= Head-in-pillow defect =

Failure of the soldering process on printed circuit boards

In the assembly of integrated circuit packages to printed circuit boards, a head-in-pillow defect (HIP or HNP), also called ball-and-socket, is a failure of the soldering process. For example, in the case of a ball grid array (BGA) package, the pre-deposited solder ball on the package and the solder paste applied to the circuit board may both melt, but the melted solder does not join. A cross-section through the failed joint shows a distinct boundary between the solder ball on the part and the solder paste on the circuit board, rather like a section through a head resting on a pillow.
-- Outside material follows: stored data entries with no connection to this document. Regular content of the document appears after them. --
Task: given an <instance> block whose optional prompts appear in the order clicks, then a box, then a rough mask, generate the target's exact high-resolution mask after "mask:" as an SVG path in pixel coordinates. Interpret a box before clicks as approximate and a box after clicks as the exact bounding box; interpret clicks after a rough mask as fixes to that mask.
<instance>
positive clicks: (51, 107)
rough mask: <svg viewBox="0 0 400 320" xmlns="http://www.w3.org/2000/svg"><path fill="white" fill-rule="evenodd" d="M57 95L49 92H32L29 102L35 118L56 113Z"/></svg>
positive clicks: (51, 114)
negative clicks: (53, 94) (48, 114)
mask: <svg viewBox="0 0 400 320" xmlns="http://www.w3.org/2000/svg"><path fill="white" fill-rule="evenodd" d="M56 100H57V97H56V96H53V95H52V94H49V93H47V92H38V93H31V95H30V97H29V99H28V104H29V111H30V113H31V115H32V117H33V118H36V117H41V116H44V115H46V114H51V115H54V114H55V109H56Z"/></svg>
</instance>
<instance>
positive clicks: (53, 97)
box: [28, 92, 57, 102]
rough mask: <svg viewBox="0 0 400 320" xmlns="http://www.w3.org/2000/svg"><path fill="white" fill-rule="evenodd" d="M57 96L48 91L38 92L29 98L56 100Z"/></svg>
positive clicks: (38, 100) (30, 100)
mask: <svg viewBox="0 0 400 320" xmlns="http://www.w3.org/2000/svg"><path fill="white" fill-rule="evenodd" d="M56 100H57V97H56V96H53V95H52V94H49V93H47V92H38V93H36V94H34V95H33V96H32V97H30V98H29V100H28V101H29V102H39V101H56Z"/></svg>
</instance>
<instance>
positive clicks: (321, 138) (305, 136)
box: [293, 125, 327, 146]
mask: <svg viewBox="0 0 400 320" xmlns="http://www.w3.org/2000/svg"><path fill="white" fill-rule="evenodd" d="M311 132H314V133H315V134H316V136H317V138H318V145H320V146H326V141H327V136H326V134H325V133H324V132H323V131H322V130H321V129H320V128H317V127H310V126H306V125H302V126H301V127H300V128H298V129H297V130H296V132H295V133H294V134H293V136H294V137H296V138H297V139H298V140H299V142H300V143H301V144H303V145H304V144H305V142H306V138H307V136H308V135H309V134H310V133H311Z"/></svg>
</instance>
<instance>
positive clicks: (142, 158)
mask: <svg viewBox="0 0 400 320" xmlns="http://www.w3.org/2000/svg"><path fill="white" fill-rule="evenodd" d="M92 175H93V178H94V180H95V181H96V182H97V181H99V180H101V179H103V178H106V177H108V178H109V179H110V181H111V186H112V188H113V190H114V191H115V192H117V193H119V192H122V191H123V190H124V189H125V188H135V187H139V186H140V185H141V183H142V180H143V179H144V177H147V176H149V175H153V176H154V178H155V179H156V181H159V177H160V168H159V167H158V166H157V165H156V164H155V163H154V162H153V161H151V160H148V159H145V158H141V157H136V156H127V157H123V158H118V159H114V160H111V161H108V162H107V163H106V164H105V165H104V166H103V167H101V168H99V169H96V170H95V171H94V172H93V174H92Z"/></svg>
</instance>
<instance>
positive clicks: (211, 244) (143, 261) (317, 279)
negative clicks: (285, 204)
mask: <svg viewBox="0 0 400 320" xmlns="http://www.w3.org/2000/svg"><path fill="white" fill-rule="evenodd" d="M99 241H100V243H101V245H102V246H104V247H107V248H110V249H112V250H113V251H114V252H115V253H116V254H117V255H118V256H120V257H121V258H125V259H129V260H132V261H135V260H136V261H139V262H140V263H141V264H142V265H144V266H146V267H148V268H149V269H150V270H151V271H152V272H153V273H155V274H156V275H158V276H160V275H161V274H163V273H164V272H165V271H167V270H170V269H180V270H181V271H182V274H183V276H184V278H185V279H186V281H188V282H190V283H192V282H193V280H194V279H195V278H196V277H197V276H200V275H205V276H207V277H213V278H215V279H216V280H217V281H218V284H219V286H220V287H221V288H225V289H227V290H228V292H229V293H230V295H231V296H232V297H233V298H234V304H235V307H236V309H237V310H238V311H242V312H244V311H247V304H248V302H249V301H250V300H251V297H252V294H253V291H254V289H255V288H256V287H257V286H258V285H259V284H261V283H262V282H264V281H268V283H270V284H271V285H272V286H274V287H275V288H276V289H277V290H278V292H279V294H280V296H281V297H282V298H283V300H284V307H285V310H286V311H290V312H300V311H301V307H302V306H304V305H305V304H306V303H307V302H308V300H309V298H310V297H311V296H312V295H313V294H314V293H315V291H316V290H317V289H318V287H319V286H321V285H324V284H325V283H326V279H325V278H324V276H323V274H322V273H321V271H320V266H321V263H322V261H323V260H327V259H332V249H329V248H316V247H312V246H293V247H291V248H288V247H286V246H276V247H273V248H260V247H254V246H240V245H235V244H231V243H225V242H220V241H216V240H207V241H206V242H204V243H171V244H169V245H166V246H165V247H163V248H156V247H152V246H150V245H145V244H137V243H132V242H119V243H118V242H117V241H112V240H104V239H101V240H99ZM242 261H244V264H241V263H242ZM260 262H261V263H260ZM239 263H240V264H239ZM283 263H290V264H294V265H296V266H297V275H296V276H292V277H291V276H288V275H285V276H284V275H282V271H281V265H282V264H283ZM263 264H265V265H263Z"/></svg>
The defect can be caused by surface oxidation or poor wetting of the solder, or by distortion of the integrated circuit package or circuit board by the heat of the soldering process. This is particularly a concern when using lead-free solder, which requires a higher processing temperature.

The defect can be attributed to a chain of events during soldering. Initially, the ball is in contact with solder paste. During heating, the board and components undergo thermal expansion, can flex, and some of the balls can be lifted off the paste. Oxidation occurs rapidly at elevated temperature, and when the surfaces come in contact again, the residual flux activity may not be sufficient to disrupt the oxide layer. The solder paste composition, eg. flux with higher activation temperature, together with the wetting characteristics of the solder ball, are the most significant mitigation factors.

Since the warping of the circuit board or integrated circuit may disappear when the board cools, an intermittent fault may be created. Diagnosis of head-in-pillow defects may require use of X-rays or EOTPR (Electro Optical Terahertz Pulse Reflectometry), since the solder joints are hidden between the integrated circuit package and the printed circuit board.